The first change I began to notice while I was saturated in this nonstop cycle of mental and physical motion was my weight began to plummet. I am 5 feet 9 inches tall (female) and I stayed around 140 most of the time. That summer I dropped down to 115/120. I noticed all of my clothes and belts did not fit anymore, everything just draped over my withering frame. Of course I thought, “Great! I’m going to be so thin and fit for my marathon!” I was finally developing that emaciated runner physique I had always wanted! As the summer ended and a full school course load began I started to increase my mileage and add some interval training into the mix. It-was-insane. I would wake up most days and lead an interval run with the running club, go to class all day and box in the evenings. I will also still eating a heavy-grain low-fat diet. Is it any surprise my body began to crumble?

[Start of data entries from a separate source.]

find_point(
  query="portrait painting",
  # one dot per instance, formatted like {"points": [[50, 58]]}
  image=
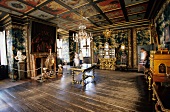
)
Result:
{"points": [[43, 38]]}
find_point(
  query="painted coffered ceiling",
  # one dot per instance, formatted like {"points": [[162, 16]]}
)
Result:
{"points": [[68, 14]]}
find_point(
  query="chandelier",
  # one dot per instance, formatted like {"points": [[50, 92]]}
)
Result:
{"points": [[82, 34]]}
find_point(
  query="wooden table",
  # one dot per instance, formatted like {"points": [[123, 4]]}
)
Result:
{"points": [[82, 71]]}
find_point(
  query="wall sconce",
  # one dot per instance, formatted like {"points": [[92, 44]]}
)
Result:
{"points": [[122, 47]]}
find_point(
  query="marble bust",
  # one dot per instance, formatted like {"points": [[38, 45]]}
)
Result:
{"points": [[20, 57]]}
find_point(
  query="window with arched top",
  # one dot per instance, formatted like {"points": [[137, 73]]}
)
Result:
{"points": [[162, 68]]}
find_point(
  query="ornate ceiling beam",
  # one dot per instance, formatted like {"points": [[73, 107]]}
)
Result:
{"points": [[122, 4]]}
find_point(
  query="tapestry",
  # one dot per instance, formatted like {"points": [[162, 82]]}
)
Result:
{"points": [[65, 49], [72, 47], [163, 24], [117, 37], [143, 36], [43, 37]]}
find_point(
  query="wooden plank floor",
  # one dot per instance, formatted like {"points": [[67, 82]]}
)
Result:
{"points": [[111, 91]]}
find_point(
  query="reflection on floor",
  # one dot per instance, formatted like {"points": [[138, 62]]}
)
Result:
{"points": [[111, 91]]}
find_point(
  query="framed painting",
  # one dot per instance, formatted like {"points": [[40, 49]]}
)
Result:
{"points": [[43, 38]]}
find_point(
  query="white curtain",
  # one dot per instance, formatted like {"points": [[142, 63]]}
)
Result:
{"points": [[3, 48]]}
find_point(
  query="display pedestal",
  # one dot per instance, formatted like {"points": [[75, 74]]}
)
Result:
{"points": [[21, 70]]}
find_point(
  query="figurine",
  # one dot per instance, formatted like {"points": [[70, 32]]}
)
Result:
{"points": [[20, 57]]}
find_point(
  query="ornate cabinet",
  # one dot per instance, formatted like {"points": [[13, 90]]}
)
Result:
{"points": [[107, 57], [159, 62]]}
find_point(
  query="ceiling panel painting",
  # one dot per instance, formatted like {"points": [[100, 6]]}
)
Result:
{"points": [[59, 20], [114, 14], [136, 16], [54, 8], [102, 23], [40, 14], [136, 8], [16, 5], [71, 17], [87, 11], [2, 14], [117, 20], [35, 2], [109, 5], [97, 18], [133, 2], [74, 3], [10, 11], [87, 23]]}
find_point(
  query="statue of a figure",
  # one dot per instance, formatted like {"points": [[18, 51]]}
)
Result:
{"points": [[20, 57]]}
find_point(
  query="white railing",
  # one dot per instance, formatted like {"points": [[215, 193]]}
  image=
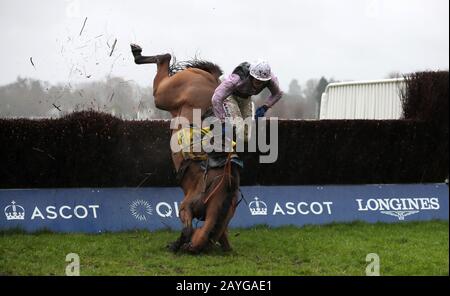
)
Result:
{"points": [[375, 99]]}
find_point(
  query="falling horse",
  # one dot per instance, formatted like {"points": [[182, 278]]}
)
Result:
{"points": [[210, 192]]}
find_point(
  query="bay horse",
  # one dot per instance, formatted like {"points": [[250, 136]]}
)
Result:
{"points": [[210, 197]]}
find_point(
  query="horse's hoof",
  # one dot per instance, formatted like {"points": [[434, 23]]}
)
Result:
{"points": [[136, 49]]}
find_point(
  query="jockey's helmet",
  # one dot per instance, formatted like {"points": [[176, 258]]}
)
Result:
{"points": [[260, 70]]}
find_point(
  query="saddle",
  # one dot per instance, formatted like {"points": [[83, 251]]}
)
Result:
{"points": [[186, 139]]}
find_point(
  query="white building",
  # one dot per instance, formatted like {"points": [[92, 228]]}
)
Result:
{"points": [[377, 99]]}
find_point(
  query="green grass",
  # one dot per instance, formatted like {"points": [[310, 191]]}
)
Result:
{"points": [[415, 248]]}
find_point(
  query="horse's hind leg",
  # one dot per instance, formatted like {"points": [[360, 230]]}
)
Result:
{"points": [[140, 59], [224, 242], [162, 62], [186, 232]]}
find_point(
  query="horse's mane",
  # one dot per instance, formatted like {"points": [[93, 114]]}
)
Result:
{"points": [[194, 63]]}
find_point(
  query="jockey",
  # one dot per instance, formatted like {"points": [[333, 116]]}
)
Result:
{"points": [[232, 98]]}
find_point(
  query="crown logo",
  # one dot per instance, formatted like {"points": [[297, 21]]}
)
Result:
{"points": [[14, 212], [257, 207]]}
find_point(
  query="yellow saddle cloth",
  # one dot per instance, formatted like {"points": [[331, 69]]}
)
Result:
{"points": [[198, 137]]}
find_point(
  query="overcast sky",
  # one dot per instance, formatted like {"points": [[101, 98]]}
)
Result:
{"points": [[345, 40]]}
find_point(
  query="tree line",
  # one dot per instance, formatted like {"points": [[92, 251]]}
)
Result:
{"points": [[31, 98]]}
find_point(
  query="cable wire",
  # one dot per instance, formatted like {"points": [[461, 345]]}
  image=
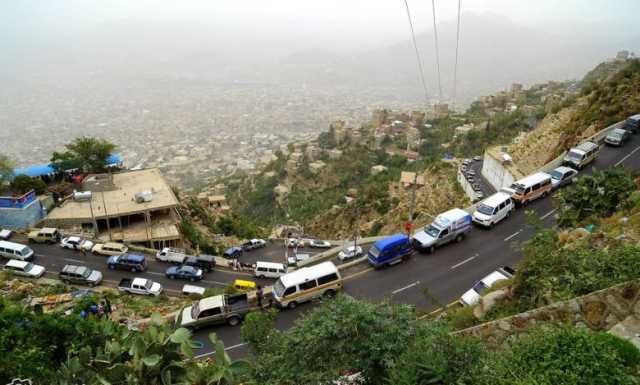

Within the first month of school this is what I began to feel everyday: headaches, brain fog, joint pain everywhere, exhaustion, no menstruation (this had been going on for 1.5 years), shooting pains down my legs, hair loss, my toe and fingernails stopped growing, eyes were always bloodshot, depression, constant night sweats, major chest pain, constant pain in the back of my neck, major collarbone and hip pain while running, receding gums with shooting pain along my jaw line, low back pain so terrible I could not sit up straight, I could only sleep 2 hours a night due to discomfort, major pain in my face, my fingers began to look very bony and sickly and the list goes on, but those were the main offenders. I had no idea what was going on, I was terrified. After many calls home that ended with my parents being as confused as I was I set up appointments at Campus Health to evaluate why I was no longer menstruating and also see if I could get some answers about everything else I was feeling at the time.
I had loads of blood work done to test for reasons why I no longer menstruated. According to the doctor, everything they tested was within normal range and in order to begin menstruating again I should stretch daily and meditate to try to calm down; once I adopt those habits my cycle will return. At the same time I was seeing another doctor who told me my neck and facial pain were due to a sinus infection and also from bending my neck over textbooks while studying. I was promptly put on a round of antibiotics and told to adjust how I sat while studying. I took all of their instructions to heart and figured I would be good to go in a week or so. I wish. The antibiotics made me sick, so I went back and he put me on a different type. My poor poor gut flora. I was also offered a prescription for a very strong pain reliever to ease my constant headaches. I was told, “It’s normal for some people to have constant headaches, soon they go away, I can prescribe you something in the meantime to make you more comfortable.” That was the breaking point, I was furious. It had been 4 months (August to November) that I had been feeling this way and this was their solution? I spent so much time and money in campus health that semester. I would say 8 visits total, which is a lot for me. I was 21 and felt like an 85 year old with arthritis and crippling depression preparing my last words.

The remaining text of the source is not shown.